Some assumptions I am applying which may be incorrect:
- The outer
while Trueindicates the top level - this is not actually being executed as the tree policy (selection strategy) or simulate policy (playout strategy) for some outer MCTS. (I.e.,QBFitself is the "higher level MCTS".) - The
initial stateis the start state of the game (i.e., an empty go board)
I'd appreciate any tips!
[1] Audouard, P., Chaslot, G., Hoock, J.-B., Perez, J., Rimmel, A., Teytaud, O., 2009. Grid Coevolution for Adaptive Simulations: Application to the Building of Opening Books in the Game of Go, in: Giacobini, M., Brabazon, A., Cagnoni, S., Di Caro, G.A., Ekárt, A., Esparcia-Alcázar, A.I., Farooq, M., Fink, A., Machado, P. (Eds.), Applications of Evolutionary Computing, Lecture Notes in Computer Science.
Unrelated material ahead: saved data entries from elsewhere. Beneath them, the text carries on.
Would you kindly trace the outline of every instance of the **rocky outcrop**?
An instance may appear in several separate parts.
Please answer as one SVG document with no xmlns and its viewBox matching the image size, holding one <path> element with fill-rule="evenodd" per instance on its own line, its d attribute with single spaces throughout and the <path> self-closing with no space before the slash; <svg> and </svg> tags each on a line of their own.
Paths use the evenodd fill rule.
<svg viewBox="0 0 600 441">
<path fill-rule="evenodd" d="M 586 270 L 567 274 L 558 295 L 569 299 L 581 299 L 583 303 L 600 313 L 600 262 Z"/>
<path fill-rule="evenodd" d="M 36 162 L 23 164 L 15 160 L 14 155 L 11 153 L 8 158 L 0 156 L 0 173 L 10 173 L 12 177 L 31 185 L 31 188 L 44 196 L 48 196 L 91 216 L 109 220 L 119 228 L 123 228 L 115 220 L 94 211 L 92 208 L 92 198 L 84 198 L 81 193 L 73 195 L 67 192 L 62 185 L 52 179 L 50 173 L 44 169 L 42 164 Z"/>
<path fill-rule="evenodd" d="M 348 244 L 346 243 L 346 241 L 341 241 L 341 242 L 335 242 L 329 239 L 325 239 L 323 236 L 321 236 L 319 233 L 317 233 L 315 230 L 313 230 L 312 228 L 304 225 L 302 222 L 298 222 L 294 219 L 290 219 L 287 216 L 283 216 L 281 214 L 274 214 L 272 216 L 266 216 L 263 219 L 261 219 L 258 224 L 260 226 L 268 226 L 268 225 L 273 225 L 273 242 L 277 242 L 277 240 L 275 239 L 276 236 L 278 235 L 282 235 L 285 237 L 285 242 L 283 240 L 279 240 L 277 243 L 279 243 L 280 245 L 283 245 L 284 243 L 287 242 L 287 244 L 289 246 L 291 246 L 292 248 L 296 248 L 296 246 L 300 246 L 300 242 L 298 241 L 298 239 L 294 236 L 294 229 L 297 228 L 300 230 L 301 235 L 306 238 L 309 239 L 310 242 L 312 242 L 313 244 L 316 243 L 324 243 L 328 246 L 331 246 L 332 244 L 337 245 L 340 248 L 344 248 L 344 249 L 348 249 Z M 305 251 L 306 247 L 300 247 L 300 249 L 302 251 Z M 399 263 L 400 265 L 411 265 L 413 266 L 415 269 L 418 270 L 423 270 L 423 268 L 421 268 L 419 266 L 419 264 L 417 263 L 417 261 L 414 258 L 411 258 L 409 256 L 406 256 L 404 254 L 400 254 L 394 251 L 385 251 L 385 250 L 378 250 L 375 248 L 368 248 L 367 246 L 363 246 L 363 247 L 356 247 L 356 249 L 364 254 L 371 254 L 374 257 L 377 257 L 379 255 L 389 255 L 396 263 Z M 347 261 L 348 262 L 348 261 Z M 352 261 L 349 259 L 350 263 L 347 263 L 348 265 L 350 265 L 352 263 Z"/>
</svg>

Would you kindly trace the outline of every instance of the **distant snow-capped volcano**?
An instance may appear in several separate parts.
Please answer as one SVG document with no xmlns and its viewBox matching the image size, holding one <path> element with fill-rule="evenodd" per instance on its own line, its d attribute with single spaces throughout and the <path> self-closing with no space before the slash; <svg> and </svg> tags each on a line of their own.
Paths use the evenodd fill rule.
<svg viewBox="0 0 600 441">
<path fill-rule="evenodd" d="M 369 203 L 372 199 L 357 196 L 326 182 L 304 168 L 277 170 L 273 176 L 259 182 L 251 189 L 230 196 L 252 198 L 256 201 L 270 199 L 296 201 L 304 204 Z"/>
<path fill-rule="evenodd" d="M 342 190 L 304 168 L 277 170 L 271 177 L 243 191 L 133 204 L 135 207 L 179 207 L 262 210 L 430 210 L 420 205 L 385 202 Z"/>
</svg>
Springer Berlin Heidelberg, Berlin, Heidelberg, pp. 323–332. https://doi.org/10.1007/978-3-642-01129-0_36
[2] Chaslot, G.M.J.-B., Hoock, J.-B., Perez, J., Rimmel, A., Teytaud, O., Winands, M.H.M., 2009. Meta Monte-Carlo Tree Search for Automatic Opening Book Generation, in: Proceedings of the IJCAI’09 Workshop on General Intelligence in Game Playing Agents. Presented at the IJCAI 2009.